ON­LINE: HelRAW: Polina Yordanova 6.4.2020

The Helsinki Research on the Ancient World (HelRAW) is a monthly research seminar. HelRAW is organized by the SpaceLaw project together with Marja Vierros from the Digital Grammar of Greek Documentary Papyri (PapyGreek) project.

6.4.2020 at 17:00

Polina Yordanova (University of Helsinki): Finding One’s Way in the Digital Forest: Discontinuity in a Treebank of Documentary Papyri

Abstract: Word order has traditionally been an underrepresented topic in the research of Ancient Greek, and even those studies that are particularly addressing it are mostly examining literary materials. Documentary sources could provide insight into some unexplored aspects of the development of the language, but, due to their vast number and miscellaneous content, traditional philological methods would necessarily be limited in their research scope.

This is where digital technologies come in as a solution giving scholars the opportunity to draw their conclusions on quantitative data that serves as the basis for qualitative approach. Morphosyntactic annotations of corpora of texts (a.k.a. treebanking) is a method proven to be extremely suitable for linguistic research from all points of view, but it is perhaps the best tool for studying word order in particular, as it allows the researcher to keep track of both the
position of words in the sentence and the syntactic relations between them.
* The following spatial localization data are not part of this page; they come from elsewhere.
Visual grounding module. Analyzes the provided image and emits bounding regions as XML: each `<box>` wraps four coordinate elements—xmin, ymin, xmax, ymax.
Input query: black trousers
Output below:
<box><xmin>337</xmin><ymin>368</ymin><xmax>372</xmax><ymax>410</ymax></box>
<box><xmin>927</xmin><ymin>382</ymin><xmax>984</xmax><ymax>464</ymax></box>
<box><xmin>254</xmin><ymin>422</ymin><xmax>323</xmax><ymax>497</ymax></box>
Creating a morphosyntactically-annotated corpus can be a cumbersome and time-consuming process, especially if made by hand, but it is querying treebanks that is the truly problematic endeavor. In order to query my trees for discontinuous structures, I have employed the power of XSLT (eXtensible Stylesheet Language Transformations), which allows me to manipulate the treebanked files and enrich their encoding through additional annotations. I will demonstrate how this approach can be applied on a heterogeneous corpus such as the one assembled by the Digital Grammar of the Documentary Papyri (PapyGreek) project.